Establishing a Neighborhood Watch Coordination Office

Having set up a neighborhood watch group, it may be necessary to establish an office from where the the activities of the organization would be coordinated. The office would also serve as the neighborhood watch’s base, some sort of command center if you like. Having an office from where the neighborhood watch is run is better than having a scenario where the activities of the neighborhood watch are coordinated from an individual’s home.

After making the decision to establish a neighborhood watch coordination office, the first challenge will be that of procuring the actual office space. Ideally, the office space that is procured should be within the neighborhood in question. It should be an office that can be reached from all corners of the neighborhood: a centrally-located office. Some members of the neighborhood may be more than willing to donate office space for the purpose, once they are persuaded that a neighborhood watch is a good thing and that they ought to support it.
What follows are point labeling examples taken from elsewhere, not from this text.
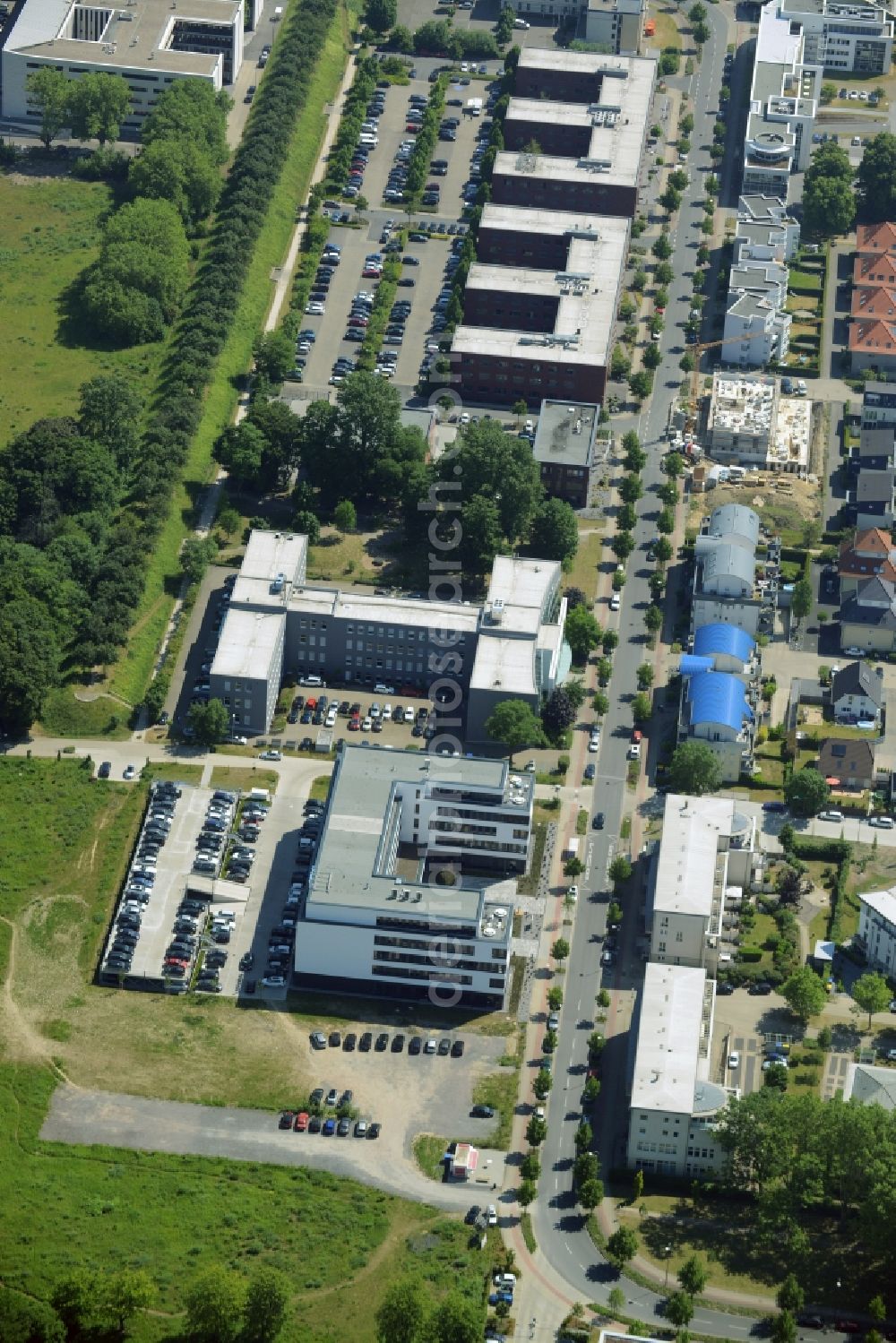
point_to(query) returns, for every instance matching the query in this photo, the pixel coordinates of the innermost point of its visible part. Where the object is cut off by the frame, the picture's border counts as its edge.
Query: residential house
(869, 555)
(849, 762)
(857, 693)
(876, 934)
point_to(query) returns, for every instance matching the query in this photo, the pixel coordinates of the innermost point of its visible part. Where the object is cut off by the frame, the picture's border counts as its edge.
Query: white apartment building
(707, 858)
(409, 895)
(877, 928)
(151, 43)
(675, 1106)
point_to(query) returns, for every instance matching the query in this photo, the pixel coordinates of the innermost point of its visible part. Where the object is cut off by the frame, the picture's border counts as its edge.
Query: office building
(411, 890)
(546, 290)
(151, 43)
(675, 1106)
(279, 626)
(751, 423)
(564, 449)
(876, 934)
(705, 861)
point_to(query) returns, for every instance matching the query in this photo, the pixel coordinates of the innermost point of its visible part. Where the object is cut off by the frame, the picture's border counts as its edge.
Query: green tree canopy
(47, 90)
(806, 791)
(804, 994)
(876, 177)
(513, 724)
(871, 993)
(694, 770)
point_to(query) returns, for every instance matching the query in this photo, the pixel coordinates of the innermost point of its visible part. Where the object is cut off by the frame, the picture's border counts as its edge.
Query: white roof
(883, 903)
(249, 643)
(669, 1034)
(271, 554)
(688, 850)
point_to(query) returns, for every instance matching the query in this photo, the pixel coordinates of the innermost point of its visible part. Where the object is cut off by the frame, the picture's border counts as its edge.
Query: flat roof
(271, 554)
(688, 852)
(247, 643)
(366, 785)
(565, 433)
(134, 38)
(669, 1036)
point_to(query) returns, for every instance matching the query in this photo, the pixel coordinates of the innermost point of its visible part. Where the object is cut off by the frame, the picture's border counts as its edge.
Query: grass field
(339, 1243)
(50, 234)
(132, 673)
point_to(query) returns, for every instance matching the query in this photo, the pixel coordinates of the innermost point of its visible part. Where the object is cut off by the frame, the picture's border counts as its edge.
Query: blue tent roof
(691, 665)
(718, 697)
(723, 638)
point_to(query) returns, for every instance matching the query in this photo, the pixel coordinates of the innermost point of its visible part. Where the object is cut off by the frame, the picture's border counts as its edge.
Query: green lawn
(50, 234)
(340, 1244)
(132, 673)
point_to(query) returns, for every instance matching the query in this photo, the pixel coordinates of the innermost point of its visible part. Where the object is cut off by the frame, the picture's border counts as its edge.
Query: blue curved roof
(718, 697)
(723, 638)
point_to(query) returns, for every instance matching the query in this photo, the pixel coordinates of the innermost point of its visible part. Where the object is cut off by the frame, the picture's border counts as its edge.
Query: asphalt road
(557, 1224)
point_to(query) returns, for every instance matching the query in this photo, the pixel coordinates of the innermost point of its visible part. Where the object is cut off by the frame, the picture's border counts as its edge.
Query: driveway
(137, 1123)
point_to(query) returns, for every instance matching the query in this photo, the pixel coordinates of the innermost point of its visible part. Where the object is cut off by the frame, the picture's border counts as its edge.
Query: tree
(543, 1082)
(874, 180)
(619, 869)
(806, 791)
(536, 1131)
(641, 384)
(692, 1275)
(381, 13)
(790, 1295)
(582, 633)
(555, 532)
(678, 1310)
(622, 1246)
(210, 721)
(47, 90)
(97, 107)
(214, 1305)
(694, 770)
(590, 1194)
(560, 950)
(346, 516)
(641, 708)
(513, 723)
(804, 994)
(401, 1313)
(559, 712)
(871, 993)
(801, 600)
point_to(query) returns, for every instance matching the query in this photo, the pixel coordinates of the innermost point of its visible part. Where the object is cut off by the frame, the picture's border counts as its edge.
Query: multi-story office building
(564, 449)
(707, 856)
(877, 930)
(151, 43)
(675, 1106)
(546, 292)
(280, 626)
(844, 37)
(409, 893)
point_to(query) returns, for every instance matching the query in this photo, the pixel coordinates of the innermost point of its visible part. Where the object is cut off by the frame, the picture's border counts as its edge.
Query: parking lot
(358, 245)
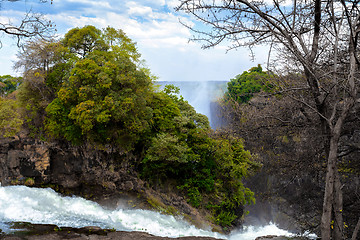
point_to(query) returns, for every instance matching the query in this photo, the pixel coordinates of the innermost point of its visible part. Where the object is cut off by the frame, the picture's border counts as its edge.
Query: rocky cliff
(100, 175)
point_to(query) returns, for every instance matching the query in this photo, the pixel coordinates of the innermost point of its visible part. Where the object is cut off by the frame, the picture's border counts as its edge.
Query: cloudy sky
(153, 24)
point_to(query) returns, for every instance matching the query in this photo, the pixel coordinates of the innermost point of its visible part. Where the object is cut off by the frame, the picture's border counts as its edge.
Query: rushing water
(45, 206)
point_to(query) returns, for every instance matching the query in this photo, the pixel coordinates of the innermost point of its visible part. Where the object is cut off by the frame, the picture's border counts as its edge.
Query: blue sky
(153, 24)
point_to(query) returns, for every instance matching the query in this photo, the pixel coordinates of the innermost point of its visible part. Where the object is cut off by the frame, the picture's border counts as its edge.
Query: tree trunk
(329, 189)
(338, 208)
(356, 230)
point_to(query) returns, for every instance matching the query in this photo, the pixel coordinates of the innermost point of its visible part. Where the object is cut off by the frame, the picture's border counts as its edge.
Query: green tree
(8, 84)
(10, 118)
(243, 86)
(104, 100)
(84, 40)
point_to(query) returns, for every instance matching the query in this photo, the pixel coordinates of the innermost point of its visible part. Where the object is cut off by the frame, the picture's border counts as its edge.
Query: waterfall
(45, 206)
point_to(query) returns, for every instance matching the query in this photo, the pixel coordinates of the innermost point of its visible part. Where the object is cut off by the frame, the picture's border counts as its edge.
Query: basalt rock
(103, 175)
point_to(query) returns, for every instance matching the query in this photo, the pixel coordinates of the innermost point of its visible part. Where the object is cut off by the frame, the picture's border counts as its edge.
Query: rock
(52, 232)
(98, 175)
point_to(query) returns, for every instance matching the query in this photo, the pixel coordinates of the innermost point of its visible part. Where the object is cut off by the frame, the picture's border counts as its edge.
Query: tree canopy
(91, 87)
(316, 39)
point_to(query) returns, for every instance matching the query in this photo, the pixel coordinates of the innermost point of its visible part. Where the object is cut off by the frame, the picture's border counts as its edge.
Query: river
(45, 206)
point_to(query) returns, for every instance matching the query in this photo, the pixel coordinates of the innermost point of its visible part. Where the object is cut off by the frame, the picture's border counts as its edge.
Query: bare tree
(318, 39)
(32, 25)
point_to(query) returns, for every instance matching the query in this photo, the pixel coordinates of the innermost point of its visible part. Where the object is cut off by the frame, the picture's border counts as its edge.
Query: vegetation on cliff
(91, 87)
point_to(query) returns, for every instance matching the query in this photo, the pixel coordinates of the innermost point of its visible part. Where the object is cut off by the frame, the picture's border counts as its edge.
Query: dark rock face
(98, 175)
(293, 203)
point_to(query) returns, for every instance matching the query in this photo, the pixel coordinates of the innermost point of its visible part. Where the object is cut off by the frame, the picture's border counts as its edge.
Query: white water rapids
(45, 206)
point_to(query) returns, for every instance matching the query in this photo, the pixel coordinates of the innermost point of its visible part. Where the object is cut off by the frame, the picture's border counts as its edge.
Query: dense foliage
(91, 87)
(243, 87)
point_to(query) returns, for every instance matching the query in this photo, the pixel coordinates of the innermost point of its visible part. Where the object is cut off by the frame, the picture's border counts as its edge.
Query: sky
(153, 24)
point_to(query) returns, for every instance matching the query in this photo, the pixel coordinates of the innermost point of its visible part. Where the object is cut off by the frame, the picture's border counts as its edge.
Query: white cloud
(138, 10)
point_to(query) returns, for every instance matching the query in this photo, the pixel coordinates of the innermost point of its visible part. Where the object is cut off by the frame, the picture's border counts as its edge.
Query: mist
(203, 96)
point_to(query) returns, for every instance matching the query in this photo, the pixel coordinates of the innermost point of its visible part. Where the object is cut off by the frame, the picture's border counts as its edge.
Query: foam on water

Once the neighborhood watch office space has been procured, the next challenge is that of equipping the office. Most neighborhood watch offices tend to be equipped in a very basic and Spartan manner. For some reason, their appearance reminds me of credit cards online login pages, which tend to be rather bare, with spaces only being provided for entry of usernames and passwords. In a similar manner, neighborhood watch coordination offices tend to have only a couple or so seats, a couple or so files and perhaps an old desktop computer with a CRT monitor…

The next challenge, after procuring office space for the neighborhood watch coordination office and equipping it is that of staffing the office. In some cases, it may be possible to find volunteers within the neighborhood to staff the neighborhood watch coordination office. But we also have some big and well organized neighborhood watch groups that are able to employ professionals to run their coordination offices.